The next thing I recall is sitting before him, the spider’s legs still clasped loosely round me. Fear was gone and I felt adrift.
“How came you by Eleri?” he asked.
Gods have mercy, but the monster’s voice is soothing as the whisper of falling snow. I told him all; how I had been lured into the Maidenwoods and found our ancestor’s cairn beneath the fern. How his ghost begged me to finish his work. I told how his sword recognized my blood and bound itself to my service. Every second question sought after Aislinn, but the name was, and remains, strange to me. At last satisfied, the little monster released me from enchantment. I have rarely felt so weary.
When I raised my head, he looked at me as a hawk eyes a rat, hunger that despises what it eats.

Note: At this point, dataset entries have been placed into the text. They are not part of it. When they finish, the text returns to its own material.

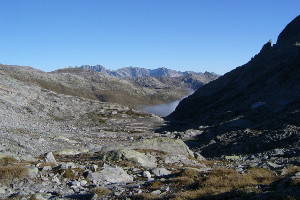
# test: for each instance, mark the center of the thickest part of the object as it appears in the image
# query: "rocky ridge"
(135, 72)
(96, 86)
(252, 109)
(65, 146)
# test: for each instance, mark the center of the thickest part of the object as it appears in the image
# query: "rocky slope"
(97, 86)
(254, 108)
(56, 144)
(135, 72)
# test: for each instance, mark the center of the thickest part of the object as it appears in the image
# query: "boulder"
(142, 159)
(160, 172)
(50, 158)
(146, 174)
(168, 145)
(70, 152)
(32, 171)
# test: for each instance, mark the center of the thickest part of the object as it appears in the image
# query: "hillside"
(257, 103)
(134, 93)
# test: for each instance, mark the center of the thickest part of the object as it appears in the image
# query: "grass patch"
(221, 182)
(11, 172)
(102, 191)
(147, 196)
(7, 161)
(151, 151)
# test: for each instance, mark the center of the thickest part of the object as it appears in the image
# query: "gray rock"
(274, 165)
(32, 171)
(160, 172)
(156, 192)
(142, 159)
(69, 165)
(172, 146)
(94, 167)
(75, 183)
(3, 190)
(147, 174)
(198, 156)
(50, 158)
(38, 196)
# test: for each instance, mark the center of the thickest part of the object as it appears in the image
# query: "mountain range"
(253, 108)
(135, 72)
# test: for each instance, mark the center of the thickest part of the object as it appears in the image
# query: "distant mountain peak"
(135, 72)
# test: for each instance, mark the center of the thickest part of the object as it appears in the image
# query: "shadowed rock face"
(291, 31)
(270, 80)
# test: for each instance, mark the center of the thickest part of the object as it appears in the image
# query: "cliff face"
(262, 95)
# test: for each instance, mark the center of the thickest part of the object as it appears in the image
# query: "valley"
(80, 133)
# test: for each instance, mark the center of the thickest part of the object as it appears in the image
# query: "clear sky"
(196, 35)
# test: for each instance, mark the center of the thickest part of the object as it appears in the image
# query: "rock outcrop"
(254, 108)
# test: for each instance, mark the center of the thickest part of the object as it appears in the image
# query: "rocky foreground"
(235, 138)
(57, 146)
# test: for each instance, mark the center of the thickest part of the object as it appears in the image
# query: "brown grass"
(156, 185)
(7, 161)
(101, 191)
(11, 172)
(221, 181)
(292, 170)
(147, 196)
(151, 151)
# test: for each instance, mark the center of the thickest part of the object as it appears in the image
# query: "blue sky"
(195, 35)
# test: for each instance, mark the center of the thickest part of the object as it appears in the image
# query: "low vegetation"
(10, 169)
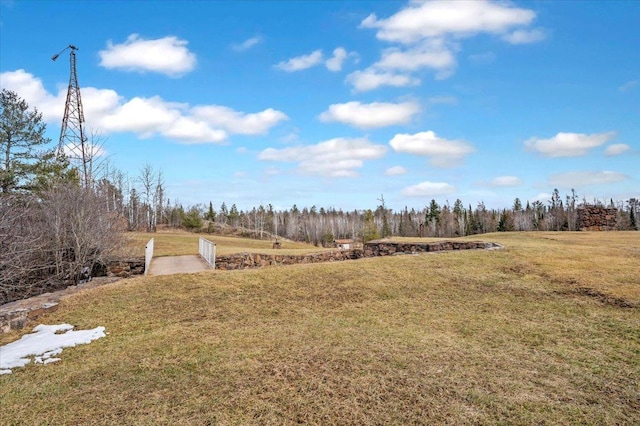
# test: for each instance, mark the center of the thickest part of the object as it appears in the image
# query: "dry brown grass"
(546, 331)
(178, 243)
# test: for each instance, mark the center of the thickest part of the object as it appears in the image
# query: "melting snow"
(46, 342)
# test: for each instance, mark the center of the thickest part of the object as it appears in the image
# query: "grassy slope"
(546, 331)
(177, 243)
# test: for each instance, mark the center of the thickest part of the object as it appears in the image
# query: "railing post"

It was Briallen’s voice and it broke across the monster like a wave. He startled and turned.
“Haven’t you killed enough of your kin?”
The monster looked at her as she stood in the stable door. His eyes were sharp.
“He is under oath to kill me.”
Her face was troubled. “Surely he’s no threat. Take the sword from him and let him go.”
“I cannot take Eleri from a living man.”
“Even with it, what chance has he?”
Ciarán, or so she calls him, turned to me again and smiled so like a child that, weary as I was, I shuddered. “Very little.”
After a thoughtful silence, he sighed. He seemed to grow more pale and his eyes darkened. He reached out a hand to my face and I saw, from the corner of my eye, something glint in the moonlight. I scarcely felt the cuts, but warm blood ran down my cheek. He caught my gaze and trapped it, but this time my mind remained clear. His words cut far deeper than his claws.
“This is your ransom, cousin. Pay it and I will let you live: Strike my name from our line. Break your oath and turn your sons away from me. If you persist in hunting me, I will free myself of my father’s House by destroying what remains of it. I have often wondered how far his offspring have spread, and if the savor of their blood has changed.”
I found I could speak, though I hardly had the courage. “I will do as you say, only I cannot break my oath. Let me go and I will warn my kin away and bear the burden alone. They will be no threat to you.”
For a moment, I thought he would refuse. He laughed and patted my head like a dog. “Honorable man. Be sure to tell your sons the consequences. If they break the ban, I will have no more mercy.”
I knew nothing more until I came to myself hours later. The sun had risen over the keep and folk bustled about, taking no notice of me. My shoulder was returned to its place, but it ached and the blood had dried on my cheek and neck. Eleri still burned angrily until I left the keep.
I am unsure of my next step. How such a thing is to be fought, I do not know. Clearly, he has more sorcery than rumor grants. And what am I to make of the great spider, strong as iron, that can reach through walls? Perhaps I should seek out the Aislinn of which he spoke, though I know nothing of her but the name.